The Chancellor of the Exchequer is to give the Bank of England new powers to limit mortgage availability. There’s no certainty that they will ever be used, but if they were, what impact might that have on the Scottish market?
In his Mansion House speech last night, George Osborne said he would give the bank two new powers. The first would enable the bank to ‘limit the proportion of high loan to income mortgages each bank can lend, or even ban all new lending above a specific loan to income ratio’. The second would give it the authority to put a limit on the maximum size of a mortgage relative to property value.
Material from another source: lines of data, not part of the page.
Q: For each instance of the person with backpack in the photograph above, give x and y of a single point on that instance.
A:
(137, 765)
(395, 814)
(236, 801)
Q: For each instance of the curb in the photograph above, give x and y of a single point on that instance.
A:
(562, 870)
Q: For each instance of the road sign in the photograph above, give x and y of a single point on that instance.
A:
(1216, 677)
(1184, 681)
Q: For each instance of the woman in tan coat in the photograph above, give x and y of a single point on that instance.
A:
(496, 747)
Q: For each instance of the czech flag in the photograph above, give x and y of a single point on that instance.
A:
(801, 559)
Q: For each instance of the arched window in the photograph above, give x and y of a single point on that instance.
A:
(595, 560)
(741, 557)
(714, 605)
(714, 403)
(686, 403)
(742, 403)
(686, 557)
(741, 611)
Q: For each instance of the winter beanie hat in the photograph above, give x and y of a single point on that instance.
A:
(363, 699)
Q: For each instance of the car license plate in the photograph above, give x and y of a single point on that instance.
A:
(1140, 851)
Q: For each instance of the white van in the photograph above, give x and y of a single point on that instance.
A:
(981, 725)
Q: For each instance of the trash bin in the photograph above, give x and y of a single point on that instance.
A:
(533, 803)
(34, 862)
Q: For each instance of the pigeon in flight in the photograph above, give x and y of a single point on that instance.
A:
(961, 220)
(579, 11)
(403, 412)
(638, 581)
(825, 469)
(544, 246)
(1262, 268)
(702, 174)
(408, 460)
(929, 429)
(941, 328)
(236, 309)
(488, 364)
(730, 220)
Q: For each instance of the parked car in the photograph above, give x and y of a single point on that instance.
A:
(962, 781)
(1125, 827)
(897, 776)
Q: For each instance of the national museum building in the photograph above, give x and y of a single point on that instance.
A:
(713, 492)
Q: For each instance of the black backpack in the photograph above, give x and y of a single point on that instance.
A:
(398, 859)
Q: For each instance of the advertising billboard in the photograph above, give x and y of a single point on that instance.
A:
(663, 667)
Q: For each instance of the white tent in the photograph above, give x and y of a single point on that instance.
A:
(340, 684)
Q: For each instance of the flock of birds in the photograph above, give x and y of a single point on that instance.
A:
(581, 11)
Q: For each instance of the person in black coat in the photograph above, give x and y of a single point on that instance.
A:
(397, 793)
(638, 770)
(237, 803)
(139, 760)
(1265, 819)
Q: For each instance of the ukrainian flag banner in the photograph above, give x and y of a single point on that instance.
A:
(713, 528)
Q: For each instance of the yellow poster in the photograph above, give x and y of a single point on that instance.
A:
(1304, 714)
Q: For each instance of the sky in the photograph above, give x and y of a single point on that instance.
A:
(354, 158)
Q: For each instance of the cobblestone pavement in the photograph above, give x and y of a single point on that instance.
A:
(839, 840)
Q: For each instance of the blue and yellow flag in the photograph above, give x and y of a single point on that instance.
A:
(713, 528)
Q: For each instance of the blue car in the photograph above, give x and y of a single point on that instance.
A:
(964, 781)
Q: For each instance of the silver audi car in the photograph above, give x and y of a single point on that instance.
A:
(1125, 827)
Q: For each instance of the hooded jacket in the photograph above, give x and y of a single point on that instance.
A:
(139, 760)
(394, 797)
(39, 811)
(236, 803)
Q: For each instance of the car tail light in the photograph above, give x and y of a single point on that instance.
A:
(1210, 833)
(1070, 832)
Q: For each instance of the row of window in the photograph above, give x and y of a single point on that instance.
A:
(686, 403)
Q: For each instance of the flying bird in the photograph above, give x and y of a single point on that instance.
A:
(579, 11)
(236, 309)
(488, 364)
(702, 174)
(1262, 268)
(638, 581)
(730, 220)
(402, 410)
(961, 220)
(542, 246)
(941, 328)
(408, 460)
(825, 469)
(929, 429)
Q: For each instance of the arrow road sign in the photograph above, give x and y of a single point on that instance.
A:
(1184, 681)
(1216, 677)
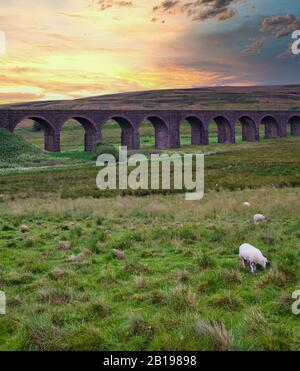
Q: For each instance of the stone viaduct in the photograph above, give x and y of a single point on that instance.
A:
(166, 124)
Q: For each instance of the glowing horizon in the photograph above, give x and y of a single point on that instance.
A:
(74, 49)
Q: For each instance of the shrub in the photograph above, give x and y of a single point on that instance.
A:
(101, 148)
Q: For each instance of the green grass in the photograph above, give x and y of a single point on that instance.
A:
(152, 272)
(177, 284)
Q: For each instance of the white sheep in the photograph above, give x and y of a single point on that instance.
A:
(258, 218)
(251, 254)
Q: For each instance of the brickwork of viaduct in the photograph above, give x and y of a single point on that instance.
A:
(166, 124)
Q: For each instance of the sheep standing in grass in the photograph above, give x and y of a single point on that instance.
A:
(258, 218)
(251, 254)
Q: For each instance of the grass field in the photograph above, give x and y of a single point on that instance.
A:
(153, 272)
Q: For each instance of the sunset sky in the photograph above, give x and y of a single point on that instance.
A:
(65, 49)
The necessary legislation is due to be in force before the next general election – in other words, by May next year. I suspect that new mortgage lending rules that came in to force in April will mean that the Bank never has to use these new powers, but if it did, would it have any significant impact in Scotland?
Probably not – and here’s why.
The Bank’s first option is to limit the number of high loan to income mortgages that banks can lend. But, as the Council of Mortgage Lenders points out buyers in Scotland tend to borrow less relative to their income than others. In the CML’s latest report, it says that the mortgage for an average first time buyer in Scotland is currently 2.98 times income. That is a good deal less than the average 3.42 times income for the UK as a whole.
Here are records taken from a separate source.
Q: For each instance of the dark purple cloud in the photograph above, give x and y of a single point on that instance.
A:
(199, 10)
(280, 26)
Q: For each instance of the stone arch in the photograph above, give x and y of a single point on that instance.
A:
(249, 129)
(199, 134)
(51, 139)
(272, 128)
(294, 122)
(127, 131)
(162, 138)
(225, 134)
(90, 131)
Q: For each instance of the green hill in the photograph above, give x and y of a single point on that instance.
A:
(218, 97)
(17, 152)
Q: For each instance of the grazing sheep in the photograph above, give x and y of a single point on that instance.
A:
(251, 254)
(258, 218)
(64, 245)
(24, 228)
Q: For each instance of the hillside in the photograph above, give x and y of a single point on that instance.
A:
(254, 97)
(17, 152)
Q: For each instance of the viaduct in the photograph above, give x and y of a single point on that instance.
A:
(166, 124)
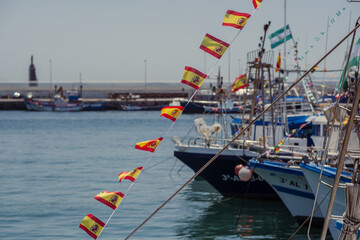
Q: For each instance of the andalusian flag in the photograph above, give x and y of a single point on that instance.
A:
(280, 36)
(240, 82)
(214, 46)
(235, 19)
(278, 63)
(172, 112)
(130, 175)
(92, 225)
(257, 3)
(149, 146)
(192, 77)
(111, 199)
(354, 62)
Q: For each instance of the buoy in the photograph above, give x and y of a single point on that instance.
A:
(243, 172)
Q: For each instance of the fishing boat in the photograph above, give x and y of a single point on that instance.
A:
(58, 104)
(312, 175)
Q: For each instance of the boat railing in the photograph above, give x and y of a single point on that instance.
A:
(220, 142)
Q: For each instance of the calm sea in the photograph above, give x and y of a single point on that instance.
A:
(53, 164)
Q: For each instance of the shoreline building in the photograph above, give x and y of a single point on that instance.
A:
(32, 74)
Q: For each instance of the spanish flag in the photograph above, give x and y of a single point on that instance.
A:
(277, 147)
(172, 112)
(257, 3)
(235, 19)
(92, 225)
(130, 175)
(192, 77)
(240, 82)
(214, 46)
(149, 146)
(111, 199)
(278, 63)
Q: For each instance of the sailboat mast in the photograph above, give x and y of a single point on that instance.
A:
(285, 72)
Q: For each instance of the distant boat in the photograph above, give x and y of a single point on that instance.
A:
(128, 107)
(58, 104)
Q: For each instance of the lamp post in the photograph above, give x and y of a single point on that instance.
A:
(50, 63)
(145, 77)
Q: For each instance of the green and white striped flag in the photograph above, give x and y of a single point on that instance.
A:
(278, 37)
(354, 61)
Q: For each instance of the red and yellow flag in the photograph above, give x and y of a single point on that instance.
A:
(111, 199)
(278, 63)
(149, 146)
(277, 147)
(235, 19)
(257, 3)
(171, 112)
(240, 82)
(130, 175)
(92, 225)
(192, 77)
(214, 46)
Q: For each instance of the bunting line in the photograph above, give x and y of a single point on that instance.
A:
(151, 148)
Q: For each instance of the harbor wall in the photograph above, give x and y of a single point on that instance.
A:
(11, 97)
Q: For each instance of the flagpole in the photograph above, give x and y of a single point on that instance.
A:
(327, 32)
(229, 71)
(285, 72)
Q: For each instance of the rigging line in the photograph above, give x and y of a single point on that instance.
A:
(172, 168)
(343, 147)
(307, 219)
(244, 198)
(107, 221)
(245, 129)
(324, 156)
(155, 164)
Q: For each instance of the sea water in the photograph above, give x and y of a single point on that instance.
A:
(53, 164)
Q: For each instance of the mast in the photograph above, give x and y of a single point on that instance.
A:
(345, 143)
(285, 72)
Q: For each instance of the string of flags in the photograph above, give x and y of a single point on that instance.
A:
(193, 78)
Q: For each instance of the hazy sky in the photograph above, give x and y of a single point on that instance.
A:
(108, 40)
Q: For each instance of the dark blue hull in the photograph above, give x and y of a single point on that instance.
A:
(220, 174)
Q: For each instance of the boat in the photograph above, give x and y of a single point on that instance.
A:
(312, 174)
(289, 183)
(226, 107)
(58, 104)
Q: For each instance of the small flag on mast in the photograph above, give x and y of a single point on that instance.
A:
(92, 226)
(257, 3)
(130, 175)
(171, 112)
(280, 36)
(278, 63)
(240, 82)
(214, 46)
(149, 146)
(193, 77)
(235, 19)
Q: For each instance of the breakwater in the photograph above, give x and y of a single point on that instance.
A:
(112, 97)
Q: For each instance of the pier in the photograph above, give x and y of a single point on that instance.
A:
(112, 95)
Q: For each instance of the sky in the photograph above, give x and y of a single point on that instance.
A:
(109, 40)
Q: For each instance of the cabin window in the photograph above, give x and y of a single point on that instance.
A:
(316, 130)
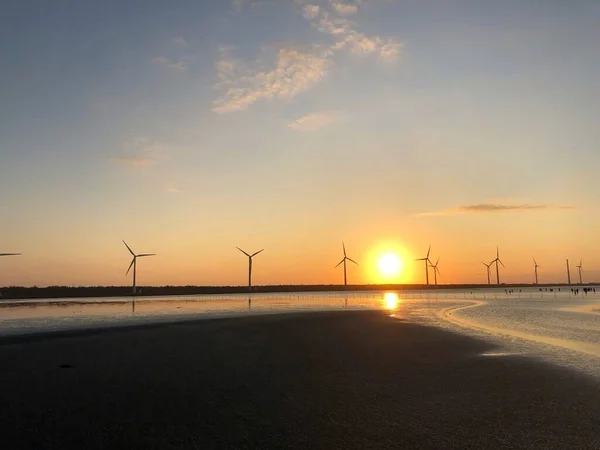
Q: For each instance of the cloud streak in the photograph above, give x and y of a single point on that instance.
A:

It is inconceivable that the Bank would introduce a limit on loan size that would bring the UK property market to a complete halt which means that any limit set on the size of a mortgage relative to income would almost certainly be significantly higher than the current Scottish average. Most Scottish buyers will never get near to that limit and those that might have done will already have had to get through the stringent affordability tests introduced in April.
The second option open to the Bank is to cap the amount that can be borrowed relative to property value. But it seems that George Osborne, at least, seems to see this as a last resort. The phrase he used in his speech was ‘And if they [the Bank of England] really think a dangerous housing bubble is developing, they will be able to impose similar caps on loan to value ratios’.
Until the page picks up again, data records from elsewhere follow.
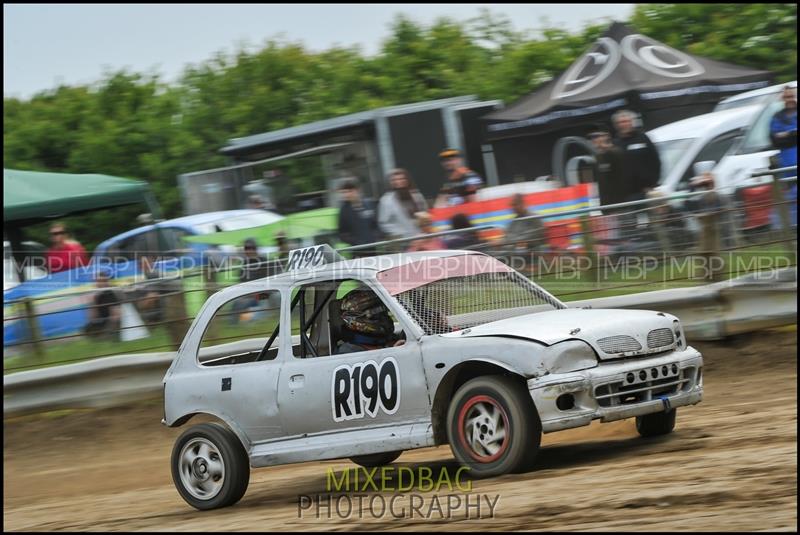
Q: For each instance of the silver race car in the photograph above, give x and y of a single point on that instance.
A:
(367, 358)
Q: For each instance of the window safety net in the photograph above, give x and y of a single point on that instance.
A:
(457, 303)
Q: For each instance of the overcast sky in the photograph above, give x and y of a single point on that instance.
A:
(47, 45)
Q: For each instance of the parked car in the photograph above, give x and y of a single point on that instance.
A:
(755, 97)
(166, 235)
(481, 358)
(706, 137)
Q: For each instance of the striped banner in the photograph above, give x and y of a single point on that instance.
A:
(563, 231)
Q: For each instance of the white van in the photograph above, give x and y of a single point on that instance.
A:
(755, 97)
(751, 153)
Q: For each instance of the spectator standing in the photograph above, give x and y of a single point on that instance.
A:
(610, 170)
(783, 133)
(65, 253)
(434, 243)
(525, 233)
(461, 240)
(357, 218)
(397, 207)
(104, 314)
(148, 294)
(641, 164)
(461, 183)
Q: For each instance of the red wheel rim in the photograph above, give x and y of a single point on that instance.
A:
(483, 429)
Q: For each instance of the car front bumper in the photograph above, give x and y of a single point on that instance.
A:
(618, 389)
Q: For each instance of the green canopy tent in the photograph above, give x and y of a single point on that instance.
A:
(294, 226)
(31, 197)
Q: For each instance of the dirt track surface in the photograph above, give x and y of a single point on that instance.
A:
(731, 464)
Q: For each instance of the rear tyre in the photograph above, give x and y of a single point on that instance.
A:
(657, 423)
(210, 467)
(493, 426)
(377, 459)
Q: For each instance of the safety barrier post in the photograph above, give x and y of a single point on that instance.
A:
(33, 329)
(710, 243)
(588, 244)
(782, 206)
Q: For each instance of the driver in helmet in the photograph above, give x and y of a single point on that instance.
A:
(366, 323)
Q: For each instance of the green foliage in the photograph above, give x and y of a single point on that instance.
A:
(133, 125)
(762, 36)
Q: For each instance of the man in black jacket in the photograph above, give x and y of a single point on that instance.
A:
(641, 163)
(611, 179)
(358, 222)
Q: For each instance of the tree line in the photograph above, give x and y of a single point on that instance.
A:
(135, 125)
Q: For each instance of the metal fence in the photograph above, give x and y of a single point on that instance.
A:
(687, 238)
Now, a loan to value cap would have an effect in Scotland because fewer buyers here have access to large deposits amassed with family support. But it seems that the government expects the Bank to use option one first and that in itself should have effect of moderating house price growth sufficiently to make option two unnecessary.
Overall, it looks like the new rules – were they used – would have their greatest impact in London and the South East where prices and borrowing as a multiple of income have risen sharply while leaving areas with lower property prices and lower borrowing as a proportion of incomes relatively unaffected. Isn’t that what the doctor ordered?